Amen Brother DHK,
That's some super good preaching you did there. I might even keep
it back for reference. I use those scriptures often when hammering on
the Catholics and SDAs (Hi Spitfire ole buddy ole chum). I was even
raised in a cult (?) and I used it in my discussions with them.
You won't get any arguement from me in using those scriptures. I've
come to believe in eternal salvation myself lately.
As for vulnerability; we accept our faith on faith alone and in that
same sense I had to accept the answer God gave me that
accompanied my edifying tongues. I prayed in the spirit during
this as well as I prayed with my understanding prior to it and
also prior to salvation which happened two years before..
Actually I prayed harder before this event involving a prayer
language ........................with an open Bible, with praise to God
(The father of Abraham), in a state of humility and supplication,
eye's closed, hands raised, pleading with God to meet me in
response.
When I received Christ, I had the feeling of humility and
worthlessness that brought me to my knees. I was broken
in spirit and searched the bible for comfort, hope and support.

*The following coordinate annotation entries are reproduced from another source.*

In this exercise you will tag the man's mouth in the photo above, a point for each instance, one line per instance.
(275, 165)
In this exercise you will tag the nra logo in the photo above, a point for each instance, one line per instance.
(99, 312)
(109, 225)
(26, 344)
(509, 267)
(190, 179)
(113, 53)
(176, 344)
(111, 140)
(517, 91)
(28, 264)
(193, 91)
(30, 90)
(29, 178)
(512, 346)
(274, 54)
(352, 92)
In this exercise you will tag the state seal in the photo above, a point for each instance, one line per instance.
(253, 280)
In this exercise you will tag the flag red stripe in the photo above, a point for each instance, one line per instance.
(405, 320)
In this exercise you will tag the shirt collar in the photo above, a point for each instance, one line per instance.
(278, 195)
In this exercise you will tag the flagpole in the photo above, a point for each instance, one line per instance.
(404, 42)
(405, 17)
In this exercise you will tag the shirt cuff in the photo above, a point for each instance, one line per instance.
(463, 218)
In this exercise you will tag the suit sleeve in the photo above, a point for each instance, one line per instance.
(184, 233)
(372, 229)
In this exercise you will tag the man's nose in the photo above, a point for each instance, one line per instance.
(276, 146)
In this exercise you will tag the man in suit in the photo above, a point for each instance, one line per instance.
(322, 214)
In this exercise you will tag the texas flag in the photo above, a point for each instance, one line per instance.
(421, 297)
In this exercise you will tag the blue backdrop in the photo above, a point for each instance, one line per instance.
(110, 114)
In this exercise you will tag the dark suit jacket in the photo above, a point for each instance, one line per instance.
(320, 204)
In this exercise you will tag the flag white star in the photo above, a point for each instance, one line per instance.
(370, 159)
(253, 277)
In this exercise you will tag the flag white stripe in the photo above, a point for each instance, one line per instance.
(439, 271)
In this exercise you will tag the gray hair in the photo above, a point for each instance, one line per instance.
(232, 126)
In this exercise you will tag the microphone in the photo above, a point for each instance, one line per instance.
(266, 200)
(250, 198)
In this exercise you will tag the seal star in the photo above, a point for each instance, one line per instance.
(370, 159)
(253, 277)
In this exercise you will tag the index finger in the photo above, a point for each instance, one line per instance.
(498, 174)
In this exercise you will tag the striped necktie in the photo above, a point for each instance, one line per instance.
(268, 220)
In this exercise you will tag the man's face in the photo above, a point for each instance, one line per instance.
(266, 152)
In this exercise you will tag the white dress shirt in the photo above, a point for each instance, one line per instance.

I was humbled before my creator who promised to give mercy
and help in the time of need. I begged Him for his light burden
and easy yoke that He promised. I poured over the bible
looking for promises and clarification and rested on "Come unto me,
ye who labor and are heavy laden, and I shall give you rest". I love
that verse and with those promises in mind, I came to Him.
Two years later when similar bible study brought me to the need
to clarify the issue of the baptism of the Holy Spirit, I once again
sought out His assistance and relied on my hope in Him to give
me an answer. I was not turned away. My patience and
understanding had increased and I was needing to call on God.
I was vulnerable to receive whatever God gave to me. I had been
vulnerable two years prior and I do not believe Satan stepped in and
gave me false faith at that time. I do not believe I received anything
but God's best the next time.
So you see, we're not vulnerable to Satan's mischief to any greater
degree when seeking answers to issues like ''baptism with fire" than
we were when asking for salvation.
Luke 3:16
John answered, saying unto [them] all, I indeed baptize you with
water; but one mightier than I cometh, the latchet of whose shoes
I am not worthy to unloose: he shall baptize you with the Holy
Ghost and with fire:
Charismatics like yourself are standing on sinking sand.
I don't consider myself much of a Charismatic, DHK. Actually
I'm self conscious around those who have the gift of tongues
and speak it and interpret it. That is scriptural also. I don't
attend a church that displays that and I have not spoken in
tongues since that one time 24 years ago.
I'm on solid ground my friend.
No it is not the same faith. The faith of Christ is one
that lives for Christ, and for others, not for self.
Christianity by its very nature selfless, not selfish. You
have a selfish faith. It centers around you, around self,
for self-edificatioin. It is carnal, not spiritual.
I don't live for self. You're attacking me needlessly. I don't have a selfish faith. I received an answer to
prayer in the way God chose to deliver it....does that condemn
me in the eyes of other christians forever ?
If I was able to pray in the spirit, one time in the confines
of my own home, while pleading with God for "help in the
time of need" , does that curse me, delete my salvation
and make me a satan worshipper ?
6. "Could a person be saved and wrong about tongues?"
Yes, Tongues do not save or condemn, but it does confuse.
For many if not most people itis an emotional experience.
The person may or may not be saved. It depends what he is
trusting: Christ or his experiece. There is a danger that tongues
can lead to either demon oppression (for a believer) or demon
possession (in a unbeliever). Many people have been
deceived by the issue of tongues.
I was not
confused by my prayer in the spirit. That is a biblical
approach as well as prayer with understanding is. It is in the same
verse actually and you have already read that. It was emotional..
not unlike many emotionial experiences that accompany the coming
to Christ at the time of salvation. I did not trust my prayer language
for anything. I trust Christ for my salvation. I was not deceived
in this experience any more than I could have been deceived in my
salvation experience. I accept them both by faith... as from God.
Most SDA's and Catholics are not saved. Their theology is a
theology primarily of works, and not of grace (despite the
objections that I will run into on this board by making this
statement).
Yes, you'll have someone to answer for on that one I'm sure.
I've been through that myself.
You can only go to Heaven on God's grace,
not your own merit, by faith and faith alone.